The system’s launcher is swish – it’s a cinch to navigate between supported consoles and play a range of impressive indie and homebrew titles. (Alter Ego on NES and Old Towers on Sega Genesis alone kept us happy for hours.) The emulation is tight and the controls are responsive. Additionally, webRcade’s catalog can be extended with custom game feeds. Making one is fiddly and time-consuming, but worth it to get old games you love on your iPhone.
One-offs
Beyond services and systems, some individual web-based games designed for PC and Macs work well on iPhone.
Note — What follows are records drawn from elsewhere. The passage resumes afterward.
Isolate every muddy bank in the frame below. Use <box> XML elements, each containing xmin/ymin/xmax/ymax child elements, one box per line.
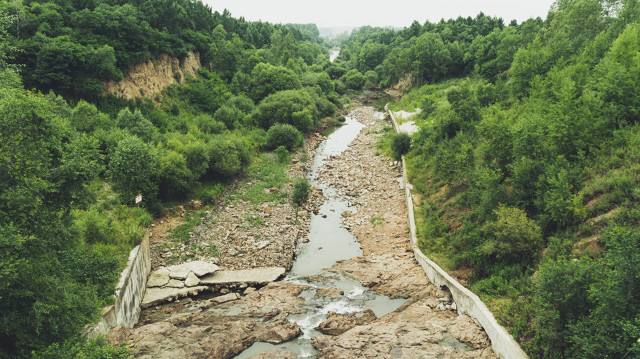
<box><xmin>110</xmin><ymin>107</ymin><xmax>495</xmax><ymax>358</ymax></box>
<box><xmin>314</xmin><ymin>107</ymin><xmax>496</xmax><ymax>358</ymax></box>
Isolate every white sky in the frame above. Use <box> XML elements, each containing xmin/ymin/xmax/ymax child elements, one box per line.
<box><xmin>203</xmin><ymin>0</ymin><xmax>553</xmax><ymax>27</ymax></box>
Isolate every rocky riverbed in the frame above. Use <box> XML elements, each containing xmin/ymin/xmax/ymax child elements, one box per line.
<box><xmin>110</xmin><ymin>107</ymin><xmax>496</xmax><ymax>358</ymax></box>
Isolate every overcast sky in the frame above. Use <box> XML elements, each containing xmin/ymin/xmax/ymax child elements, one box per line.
<box><xmin>203</xmin><ymin>0</ymin><xmax>553</xmax><ymax>27</ymax></box>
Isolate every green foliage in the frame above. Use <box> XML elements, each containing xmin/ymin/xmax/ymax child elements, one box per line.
<box><xmin>33</xmin><ymin>338</ymin><xmax>132</xmax><ymax>359</ymax></box>
<box><xmin>267</xmin><ymin>123</ymin><xmax>302</xmax><ymax>151</ymax></box>
<box><xmin>158</xmin><ymin>151</ymin><xmax>192</xmax><ymax>199</ymax></box>
<box><xmin>391</xmin><ymin>132</ymin><xmax>411</xmax><ymax>161</ymax></box>
<box><xmin>250</xmin><ymin>63</ymin><xmax>302</xmax><ymax>102</ymax></box>
<box><xmin>116</xmin><ymin>108</ymin><xmax>158</xmax><ymax>142</ymax></box>
<box><xmin>481</xmin><ymin>206</ymin><xmax>543</xmax><ymax>263</ymax></box>
<box><xmin>206</xmin><ymin>137</ymin><xmax>251</xmax><ymax>180</ymax></box>
<box><xmin>108</xmin><ymin>136</ymin><xmax>158</xmax><ymax>204</ymax></box>
<box><xmin>255</xmin><ymin>90</ymin><xmax>316</xmax><ymax>133</ymax></box>
<box><xmin>291</xmin><ymin>178</ymin><xmax>311</xmax><ymax>206</ymax></box>
<box><xmin>342</xmin><ymin>69</ymin><xmax>367</xmax><ymax>90</ymax></box>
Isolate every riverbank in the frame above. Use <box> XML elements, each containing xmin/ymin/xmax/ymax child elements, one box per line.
<box><xmin>111</xmin><ymin>102</ymin><xmax>495</xmax><ymax>358</ymax></box>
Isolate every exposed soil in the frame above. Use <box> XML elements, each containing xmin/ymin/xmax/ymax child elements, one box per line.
<box><xmin>110</xmin><ymin>107</ymin><xmax>496</xmax><ymax>358</ymax></box>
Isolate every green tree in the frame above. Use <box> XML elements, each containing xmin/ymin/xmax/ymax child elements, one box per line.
<box><xmin>481</xmin><ymin>205</ymin><xmax>543</xmax><ymax>263</ymax></box>
<box><xmin>108</xmin><ymin>136</ymin><xmax>158</xmax><ymax>204</ymax></box>
<box><xmin>249</xmin><ymin>63</ymin><xmax>302</xmax><ymax>102</ymax></box>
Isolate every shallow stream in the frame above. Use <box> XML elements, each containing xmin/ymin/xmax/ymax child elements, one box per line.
<box><xmin>236</xmin><ymin>111</ymin><xmax>405</xmax><ymax>358</ymax></box>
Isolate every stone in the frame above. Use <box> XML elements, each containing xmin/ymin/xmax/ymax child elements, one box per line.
<box><xmin>242</xmin><ymin>287</ymin><xmax>256</xmax><ymax>295</ymax></box>
<box><xmin>316</xmin><ymin>309</ymin><xmax>377</xmax><ymax>335</ymax></box>
<box><xmin>251</xmin><ymin>348</ymin><xmax>297</xmax><ymax>359</ymax></box>
<box><xmin>147</xmin><ymin>267</ymin><xmax>170</xmax><ymax>288</ymax></box>
<box><xmin>167</xmin><ymin>279</ymin><xmax>184</xmax><ymax>288</ymax></box>
<box><xmin>140</xmin><ymin>286</ymin><xmax>208</xmax><ymax>309</ymax></box>
<box><xmin>167</xmin><ymin>261</ymin><xmax>219</xmax><ymax>280</ymax></box>
<box><xmin>184</xmin><ymin>272</ymin><xmax>200</xmax><ymax>287</ymax></box>
<box><xmin>200</xmin><ymin>267</ymin><xmax>286</xmax><ymax>285</ymax></box>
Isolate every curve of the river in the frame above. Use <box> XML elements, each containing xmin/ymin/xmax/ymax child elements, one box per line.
<box><xmin>236</xmin><ymin>111</ymin><xmax>405</xmax><ymax>359</ymax></box>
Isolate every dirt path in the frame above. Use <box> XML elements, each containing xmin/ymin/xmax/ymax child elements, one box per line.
<box><xmin>308</xmin><ymin>107</ymin><xmax>495</xmax><ymax>358</ymax></box>
<box><xmin>110</xmin><ymin>107</ymin><xmax>496</xmax><ymax>358</ymax></box>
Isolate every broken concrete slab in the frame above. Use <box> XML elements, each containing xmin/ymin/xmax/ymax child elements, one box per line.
<box><xmin>167</xmin><ymin>261</ymin><xmax>218</xmax><ymax>280</ymax></box>
<box><xmin>200</xmin><ymin>267</ymin><xmax>286</xmax><ymax>285</ymax></box>
<box><xmin>141</xmin><ymin>286</ymin><xmax>208</xmax><ymax>309</ymax></box>
<box><xmin>167</xmin><ymin>279</ymin><xmax>184</xmax><ymax>288</ymax></box>
<box><xmin>147</xmin><ymin>267</ymin><xmax>170</xmax><ymax>288</ymax></box>
<box><xmin>184</xmin><ymin>272</ymin><xmax>200</xmax><ymax>287</ymax></box>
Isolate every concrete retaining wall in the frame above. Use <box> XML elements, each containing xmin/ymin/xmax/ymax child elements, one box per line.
<box><xmin>85</xmin><ymin>234</ymin><xmax>151</xmax><ymax>338</ymax></box>
<box><xmin>385</xmin><ymin>106</ymin><xmax>528</xmax><ymax>359</ymax></box>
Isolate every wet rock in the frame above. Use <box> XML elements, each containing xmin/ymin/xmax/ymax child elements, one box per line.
<box><xmin>140</xmin><ymin>286</ymin><xmax>208</xmax><ymax>308</ymax></box>
<box><xmin>167</xmin><ymin>279</ymin><xmax>184</xmax><ymax>288</ymax></box>
<box><xmin>251</xmin><ymin>349</ymin><xmax>297</xmax><ymax>359</ymax></box>
<box><xmin>316</xmin><ymin>309</ymin><xmax>376</xmax><ymax>335</ymax></box>
<box><xmin>184</xmin><ymin>272</ymin><xmax>200</xmax><ymax>287</ymax></box>
<box><xmin>147</xmin><ymin>267</ymin><xmax>170</xmax><ymax>287</ymax></box>
<box><xmin>316</xmin><ymin>288</ymin><xmax>344</xmax><ymax>298</ymax></box>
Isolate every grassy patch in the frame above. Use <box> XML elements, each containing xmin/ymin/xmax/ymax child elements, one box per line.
<box><xmin>230</xmin><ymin>153</ymin><xmax>289</xmax><ymax>204</ymax></box>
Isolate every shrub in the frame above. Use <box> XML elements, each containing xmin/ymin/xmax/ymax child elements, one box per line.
<box><xmin>158</xmin><ymin>151</ymin><xmax>191</xmax><ymax>199</ymax></box>
<box><xmin>195</xmin><ymin>114</ymin><xmax>227</xmax><ymax>134</ymax></box>
<box><xmin>213</xmin><ymin>105</ymin><xmax>244</xmax><ymax>130</ymax></box>
<box><xmin>344</xmin><ymin>69</ymin><xmax>367</xmax><ymax>90</ymax></box>
<box><xmin>291</xmin><ymin>178</ymin><xmax>311</xmax><ymax>206</ymax></box>
<box><xmin>254</xmin><ymin>90</ymin><xmax>317</xmax><ymax>132</ymax></box>
<box><xmin>117</xmin><ymin>108</ymin><xmax>158</xmax><ymax>142</ymax></box>
<box><xmin>481</xmin><ymin>205</ymin><xmax>543</xmax><ymax>264</ymax></box>
<box><xmin>267</xmin><ymin>123</ymin><xmax>302</xmax><ymax>151</ymax></box>
<box><xmin>207</xmin><ymin>137</ymin><xmax>251</xmax><ymax>179</ymax></box>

Relatively static titles like Wordle and strategic match puzzler Otteretto (depicted below) are ideal for the touchscreen, but others add pace as well. Gridland is a match puzzler with serious speed in its daylight stages, where you build dwellings; but it demands strategic thinking during night battles against evil monsters – assuming you don’t want to be overwhelmed.
Quick, Draw demands even faster reactions. It has you doodle pictures against the clock, trying to help an AI match words you’re given. With care, even old-school titles that needed buttons and D-pads on the hardware they were originally designed for can work in your iPhone’s browser, such as 8-bit platformer Manic Miner and the phenomenally successful Tetris.